I did two models, one where I modeled date as a second degree polynomial function
This is how I calculated the predicted probabilities
Predicted Probabilities:
exp(b_Intercept+b_male_degree x male_degree)/(1+exp(b_Intercept+b_male_degree x male_degree)
exp(b_Intercept+b_non_focal x non_focal)/(1+exp(b_Intercept+b_non_focal x non_focal))
I believe this issue is with the crazy intercept in the regular date model.
When I did this model in a frequestist form to check for multi-collinearity ( I put dyadic ID as a random effect and not a multi-membership to test for multicollinarity ), the model wouldn’t converge. Although when I put date as a second degree polynomial function it did converge.
So my question is why this is doing this and how to accurately represent the effects for just the date normal model because that was my best model based off of leave-one-out cross-validation.
I am not sure why the model with a linear term for date has such a large error in the Intercept vs the model with the polynomial. Perhaps you need to use better priors.

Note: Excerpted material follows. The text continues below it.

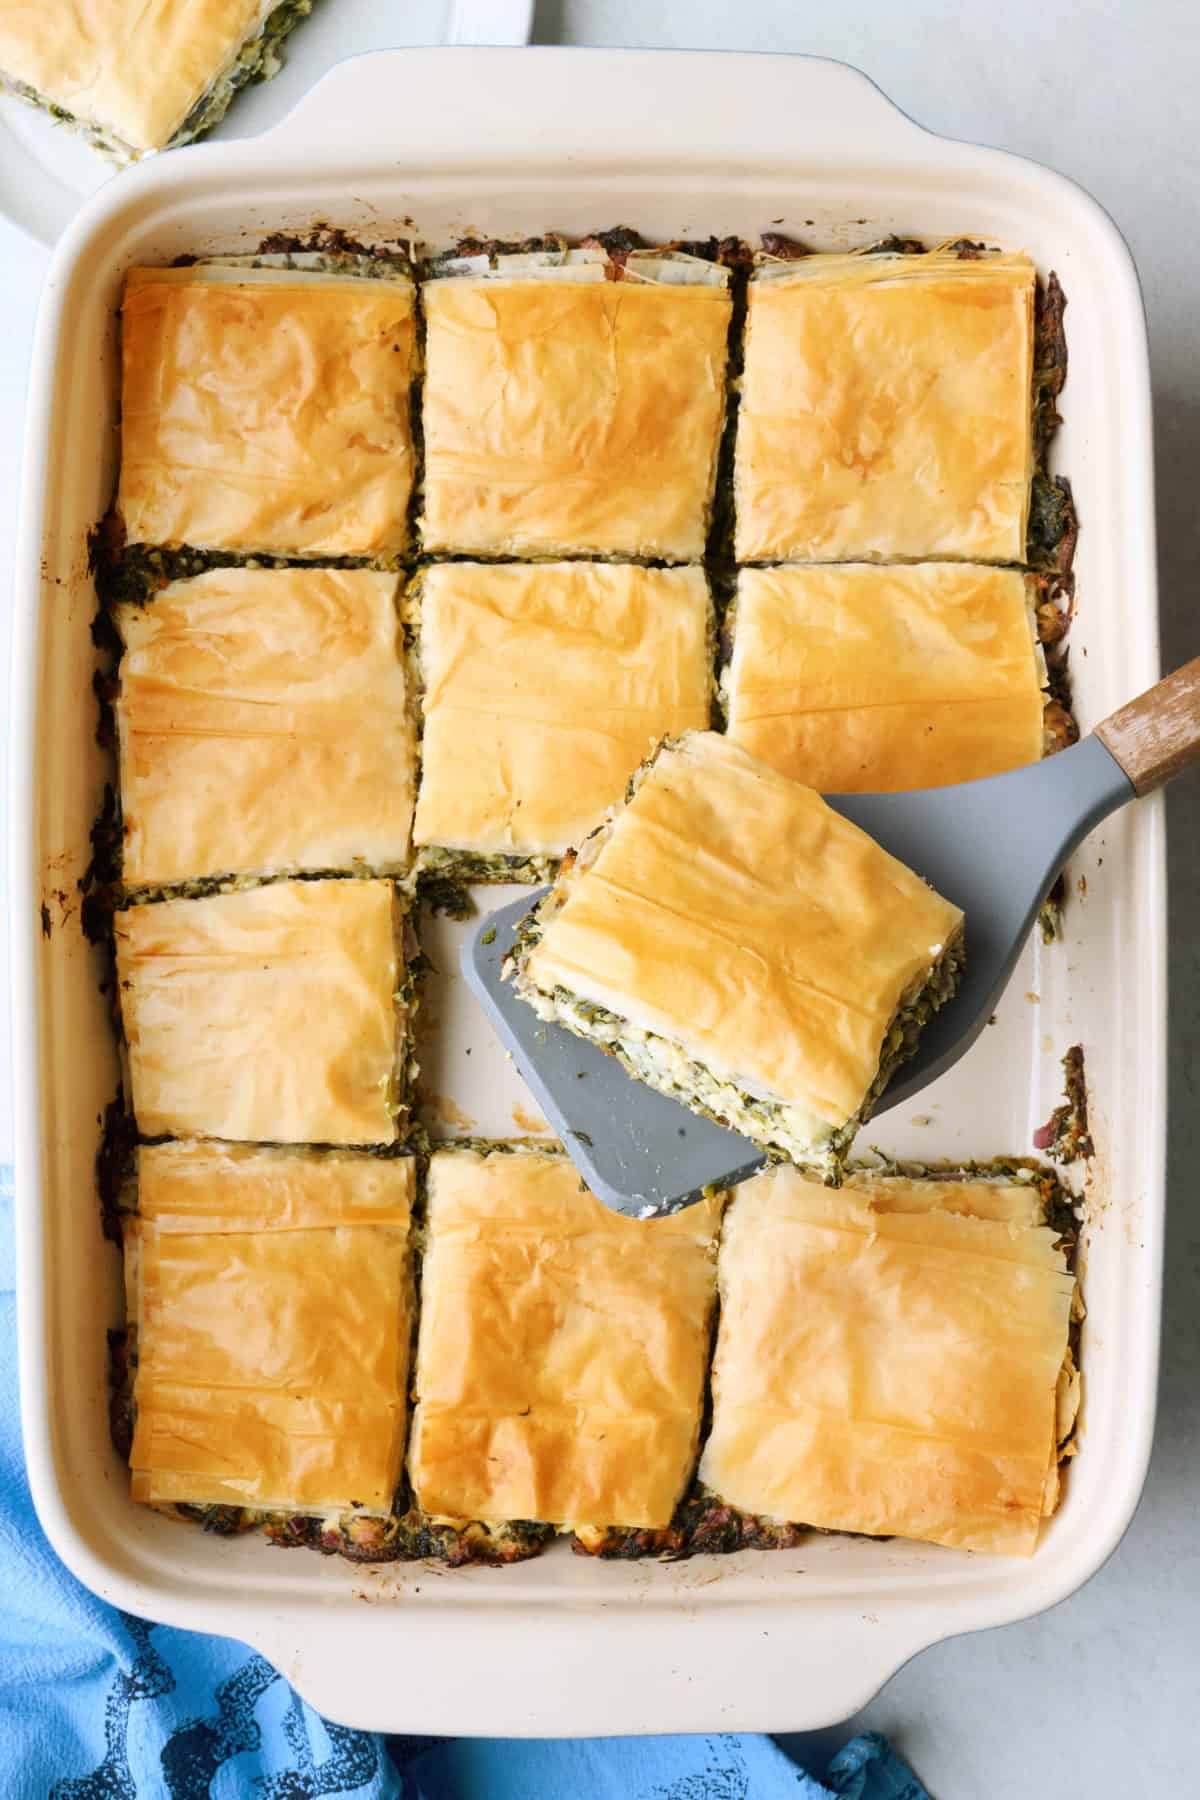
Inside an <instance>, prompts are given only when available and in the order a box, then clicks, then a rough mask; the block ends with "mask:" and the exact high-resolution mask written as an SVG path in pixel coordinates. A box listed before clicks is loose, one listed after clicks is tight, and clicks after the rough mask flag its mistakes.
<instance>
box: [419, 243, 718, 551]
mask: <svg viewBox="0 0 1200 1800" xmlns="http://www.w3.org/2000/svg"><path fill="white" fill-rule="evenodd" d="M475 263H479V265H482V266H479V268H477V266H473V265H475ZM423 306H425V319H426V346H425V355H426V374H425V396H423V430H425V513H423V520H421V540H423V547H425V549H426V551H435V553H443V551H444V553H461V554H477V556H563V554H567V556H569V554H579V556H649V558H660V560H664V562H698V560H700V556H702V554H703V547H705V538H707V531H709V520H711V515H712V499H714V486H716V463H718V448H720V441H721V432H723V425H725V364H727V337H729V322H730V315H732V297H730V292H729V270H727V268H721V266H720V265H716V263H709V261H703V259H702V257H691V256H671V257H657V256H653V254H648V256H644V257H639V254H637V252H635V254H631V256H630V257H628V259H626V261H624V265H622V266H615V265H613V263H610V259H608V257H606V256H604V254H603V252H601V250H576V252H565V254H563V257H560V259H552V261H549V263H547V259H545V257H538V256H529V257H524V256H511V257H500V259H498V263H497V265H495V266H489V259H488V257H479V259H466V261H464V265H462V270H461V272H457V274H450V275H439V277H437V279H434V281H428V283H426V284H425V288H423Z"/></svg>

I’m not sure anyone could answer this based on just the model output…
Also, in general I would recommend using a spline instead of a polynomial. Splines are easy to fit in brms, using the s() syntax from mgcv.
When you used LOO, did you get a warning about high pareto k?

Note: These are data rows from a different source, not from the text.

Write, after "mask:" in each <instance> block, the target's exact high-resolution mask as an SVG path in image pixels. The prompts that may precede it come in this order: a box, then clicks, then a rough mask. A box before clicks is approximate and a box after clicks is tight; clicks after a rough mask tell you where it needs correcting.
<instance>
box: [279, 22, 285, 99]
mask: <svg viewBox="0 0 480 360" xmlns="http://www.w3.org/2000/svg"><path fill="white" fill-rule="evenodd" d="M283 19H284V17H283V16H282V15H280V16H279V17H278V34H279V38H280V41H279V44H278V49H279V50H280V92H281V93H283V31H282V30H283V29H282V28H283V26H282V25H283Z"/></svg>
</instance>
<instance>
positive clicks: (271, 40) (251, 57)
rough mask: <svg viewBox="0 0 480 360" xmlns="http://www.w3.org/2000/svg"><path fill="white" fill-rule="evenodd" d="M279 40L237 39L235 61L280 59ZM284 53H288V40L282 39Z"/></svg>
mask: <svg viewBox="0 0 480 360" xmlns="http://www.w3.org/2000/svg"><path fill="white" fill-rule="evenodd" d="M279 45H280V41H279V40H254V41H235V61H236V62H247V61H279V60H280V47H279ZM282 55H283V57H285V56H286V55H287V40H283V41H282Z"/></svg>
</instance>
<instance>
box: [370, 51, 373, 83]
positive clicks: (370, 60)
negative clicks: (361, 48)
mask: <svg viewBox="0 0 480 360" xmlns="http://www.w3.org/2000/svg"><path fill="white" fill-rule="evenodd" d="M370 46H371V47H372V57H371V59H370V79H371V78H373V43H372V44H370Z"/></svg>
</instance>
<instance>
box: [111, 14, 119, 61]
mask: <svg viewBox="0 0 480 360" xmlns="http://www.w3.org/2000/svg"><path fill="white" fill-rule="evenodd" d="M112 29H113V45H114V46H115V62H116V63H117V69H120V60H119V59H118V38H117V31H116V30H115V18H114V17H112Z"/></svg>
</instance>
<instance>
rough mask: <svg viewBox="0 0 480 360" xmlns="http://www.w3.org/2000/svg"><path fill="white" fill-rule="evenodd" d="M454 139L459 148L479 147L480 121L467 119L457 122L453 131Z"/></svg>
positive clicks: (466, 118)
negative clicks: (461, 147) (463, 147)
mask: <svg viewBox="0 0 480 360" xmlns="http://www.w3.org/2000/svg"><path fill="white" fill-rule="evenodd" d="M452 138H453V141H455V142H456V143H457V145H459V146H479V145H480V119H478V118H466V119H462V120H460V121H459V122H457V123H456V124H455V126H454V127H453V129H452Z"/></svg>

I would be pretty suspicious of a model where the intercept had an error that was so high.
For the plots, I would use conditional_effects() as I mentioned in your other post.
phi_Intercept gives the link-scale value of phi when all predictors are held at their means. That it is non zero (“significant”) means that the link-scale value of phi when all predictors are held at their means is something other than zero. Any value, zero or otherwise, influences the dispersion in the model.
phi is fitted with a log link. Since the intercept is positive, the resulting beta-binomial has a higher precision in the beta component–and thus lower dispersion–than a beta-binomial distribution with phi equal to exp(0) = 1. Of course it still has higher dispersion than a plain old binomial distribution.